Studi menemukan bagaimana pelecehan anak mengubah otak
Anak -anak yang terpapar kekerasan keluarga menunjukkan pola aktivitas yang sama di otak mereka seperti tentara yang terpapar perkelahian, kata para ilmuwan pada hari Senin.
Dalam sebuah studi dalam jurnal Biologi Saat Ini, para peneliti menggunakan pemindaian otak untuk menyelidiki dampak dari pelecehan fisik atau kekerasan dalam rumah tangga pada perkembangan emosional anak -anak dan menemukan bahwa paparannya terkait dengan peningkatan aktivitas di dua area otak ketika anak -anak menunjukkan foto wajah jahat.
Studi sebelumnya yang memindai otak tentara yang terpapar situasi pertempuran kekerasan menunjukkan pola peningkatan aktivitas yang sama di dua area otak ini – insula anterior dan amigdala – yang menurut para ahli dikaitkan dengan deteksi ancaman potensial.
Ini menunjukkan bahwa baik anak -anak dan tentara yang dilecehkan mungkin telah beradaptasi untuk menjadi “hiper -sadar” bahaya di daerah mereka, kata para peneliti.
“Peningkatan reaktivitas terhadap … komisi ancaman seperti kemarahan dapat mewakili respons yang dapat disesuaikan untuk anak -anak ini dalam jangka pendek, yang membantu mereka menjaga mereka keluar dari bahaya,” kata Eamon McCrory dari British University College London.
Tetapi dia menambahkan bahwa reaksi seperti itu juga bisa mendasari faktor risiko neurobiologis, meningkatkan kerentanan anak -anak terhadap penyakit mental di kemudian hari seperti depresi.
Depresi sudah menjadi penyebab utama kematian, kecacatan, dan beban ekonomi di seluruh dunia dan Organisasi Kesehatan Dunia memperkirakan bahwa pada tahun 2020 itu akan membuat kontributor terbesar kedua terhadap beban penyakit global selama segala usia.
Pelecehan anak dikenal sebagai salah satu faktor risiko lingkungan paling kuat yang terkait dengan masalah kesehatan mental di kemudian hari seperti gangguan kecemasan dan depresi.
Dalam sebuah penelitian yang diterbitkan pada bulan Agustus, orang -orang yang mengalami pelecehan karena anak -anak dua kali lebih mungkin dibandingkan mereka yang memiliki masa kanak -kanak normal untuk mengembangkan depresi yang terus -menerus dan berulang, dan cenderung merespons dengan baik atau cepat terhadap pengobatan penyakit mental mereka.
McCrory mengatakan relatif sedikit yang diketahui tentang bagaimana kesulitan awal seperti itu “berada di bawah kulit dan meningkatkan kerentanan anak kemudian, bahkan menjadi dewasa.”
Dalam penelitian ini, 43 anak -anak memindai otak mereka menggunakan fungsional magnetic resonance imaging (fMRI).
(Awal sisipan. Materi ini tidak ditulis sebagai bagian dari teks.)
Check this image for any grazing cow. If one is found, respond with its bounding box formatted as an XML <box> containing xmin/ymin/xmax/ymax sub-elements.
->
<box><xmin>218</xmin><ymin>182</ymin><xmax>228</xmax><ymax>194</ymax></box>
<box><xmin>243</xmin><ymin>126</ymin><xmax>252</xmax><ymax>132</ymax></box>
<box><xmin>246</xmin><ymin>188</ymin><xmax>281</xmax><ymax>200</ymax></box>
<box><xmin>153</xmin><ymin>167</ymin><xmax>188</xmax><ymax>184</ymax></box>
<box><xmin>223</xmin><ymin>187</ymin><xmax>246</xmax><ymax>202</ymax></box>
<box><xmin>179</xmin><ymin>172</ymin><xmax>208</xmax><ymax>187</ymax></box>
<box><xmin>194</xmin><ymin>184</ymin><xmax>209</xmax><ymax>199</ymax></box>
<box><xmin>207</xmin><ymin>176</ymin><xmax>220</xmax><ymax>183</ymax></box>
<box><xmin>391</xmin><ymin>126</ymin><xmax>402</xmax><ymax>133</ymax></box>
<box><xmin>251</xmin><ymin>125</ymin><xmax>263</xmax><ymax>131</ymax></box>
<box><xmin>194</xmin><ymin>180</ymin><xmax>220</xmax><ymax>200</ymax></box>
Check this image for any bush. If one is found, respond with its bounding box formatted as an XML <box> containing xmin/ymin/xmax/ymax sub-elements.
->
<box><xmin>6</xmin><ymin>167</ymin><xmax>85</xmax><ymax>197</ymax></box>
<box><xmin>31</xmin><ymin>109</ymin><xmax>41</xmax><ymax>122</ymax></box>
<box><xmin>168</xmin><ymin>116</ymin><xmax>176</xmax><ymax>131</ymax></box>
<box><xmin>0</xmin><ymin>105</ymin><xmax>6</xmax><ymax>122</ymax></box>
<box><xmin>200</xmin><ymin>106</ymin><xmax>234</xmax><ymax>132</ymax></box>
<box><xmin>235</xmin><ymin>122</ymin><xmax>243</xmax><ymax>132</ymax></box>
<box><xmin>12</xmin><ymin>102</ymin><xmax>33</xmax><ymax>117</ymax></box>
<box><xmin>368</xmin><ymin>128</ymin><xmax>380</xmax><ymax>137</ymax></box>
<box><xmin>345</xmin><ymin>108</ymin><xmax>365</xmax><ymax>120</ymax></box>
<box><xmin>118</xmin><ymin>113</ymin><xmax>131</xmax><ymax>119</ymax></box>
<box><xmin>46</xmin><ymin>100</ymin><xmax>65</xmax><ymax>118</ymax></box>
Dua puluh anak yang diketahui terpapar kekerasan di rumah dibandingkan dengan 23 yang tidak mengalami kekerasan keluarga.
Usia rata -rata anak -anak yang dilecehkan adalah 12 tahun dan mereka semua dirujuk ke layanan sosial lokal di London.
Ketika anak -anak berada di pemindai, mereka menunjukkan foto -foto wajah pria dan wanita yang menunjukkan ekspresi yang menyedihkan, tenang atau jahat. Para peneliti menemukan bahwa mereka yang terpapar kekerasan menunjukkan aktivitas otak yang lebih besar di insula anterior dan amigdala dalam menanggapi wajah jahat.
“Kami baru saja mulai memahami bagaimana pelecehan anak mempengaruhi fungsi sistem emosional otak,” kata McCrory. “Penelitian ini … memberi kita petunjuk pertama tentang bagaimana daerah di otak anak dapat beradaptasi dengan pengalaman pelecehan awal.”